I think that it could be due to the warning (in the 1st post) I have got, couldn't it?



			
				danger@ said:
			
		

> well the 12GB you are looking for won't be there. You can't use the whole capacity of your HDD, it's normal...



It is clear to me that I can't use the "whole" capacity of my hard-disk, probably there are some sectors for "partitioning management", but if I have only "7 MB" left instead of "12 000 MB" (there would then be "almost 12 GB" for partitioning management), it is strange, isn't it?


Any other solutions?
Thanks.


----------



## graudeejs (Jan 4, 2009)

you know what:
why won't you use sysinstall fdisk?
It's way more easy to use and harder to mess things up.

i use it almost always, unless i'm bored and searching for something few 
in sysinstall fdsik make modifications and press W to write changes to disk, then just exit sysinstall.

It's the easiest, safest way i know
also for sysinstall fdisk you can better see what is partitioned and what is not.

also could it be that tool you used doesn't just recognize partition type or somthing


----------



## danger@ (Jan 4, 2009)

Okay, what does actually "FDISK Partition Editor" say exactly? Can you post the lines?


----------



## petike (Jan 4, 2009)

*"What FDISK says"...*



			
				danger@ said:
			
		

> Okay, what does actually "FDISK Partition Editor" say exactly? Can you post the lines?

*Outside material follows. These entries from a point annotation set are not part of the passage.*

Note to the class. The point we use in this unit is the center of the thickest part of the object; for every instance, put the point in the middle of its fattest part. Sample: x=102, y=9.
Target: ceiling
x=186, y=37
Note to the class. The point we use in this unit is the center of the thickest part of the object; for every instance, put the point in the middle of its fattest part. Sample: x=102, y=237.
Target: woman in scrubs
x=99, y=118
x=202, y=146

Before FDISK utility this screen is shown:






And after that follows this one:





Try to look at the blue-marked line: in the 2nd column (size of sector) there is the value "21 168" which is approximately "7 MB". But I have about "12 000 MB" of free space, no just "7 MB".

Other solutions?


----------



## danger@ (Jan 4, 2009)

ah, well now it's a bit more clear. You have created the d: partition as the extended one. FreeBSD doesn't currently support installing on extended partitions, so you will have to destroy the d: partition and re-create it as a primary partition again.

Hope that helps.


----------



## petike (Jan 4, 2009)

danger@ said:
			
		

> FreeBSD doesn't currently support installing on extended partitions, so you will have to destroy the d: partition and re-create it as a primary partition again.



But I don't want to install FreeBSD to that extended partition, I have it created for *Windows XP* data.
I want to install FreeBSD to the new *3rd* partition - just after "C:" and "D:" (these are for Windows, not for FreeBSD).

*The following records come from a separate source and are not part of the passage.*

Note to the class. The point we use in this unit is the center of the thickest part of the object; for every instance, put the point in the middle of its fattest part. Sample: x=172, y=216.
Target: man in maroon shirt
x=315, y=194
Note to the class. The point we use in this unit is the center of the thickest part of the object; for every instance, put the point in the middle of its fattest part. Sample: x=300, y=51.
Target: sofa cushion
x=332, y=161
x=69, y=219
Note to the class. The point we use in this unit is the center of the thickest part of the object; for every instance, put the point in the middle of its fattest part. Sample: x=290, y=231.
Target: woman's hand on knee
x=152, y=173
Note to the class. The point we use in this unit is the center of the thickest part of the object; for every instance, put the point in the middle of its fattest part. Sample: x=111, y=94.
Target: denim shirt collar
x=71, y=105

*The main problem remains the same:*
Why do I have so little free space (21 168 sectors)?

Thanks also for your previous posts.


----------



## danger@ (Jan 4, 2009)

I suppose the extended partition ate the whole free space on your hard drive and you only have these 12gb of free space *in that* extended partition which freebsd does not see.


----------



## petike (Jan 4, 2009)

danger@ said:
			
		

> I suppose the extended partition ate the whole free space on your hard drive and you only have these 12gb of free space *in that* extended partition which freebsd does not see.



Oh,
I have tried that and now it seems to be OK.

You will *certainly* get my *thanks*.

I will try to install it and I will tell here if I was successful.

Thanks once more.


----------



## petike (Jan 5, 2009)

*Successfully installed*

I am just confirming that FreeBSD installation have successfully finished without any other problems.

Once more a *BIG THANKS* to all who helped me.
Now I can start "playing" with FreeBSD.

Bye.


----------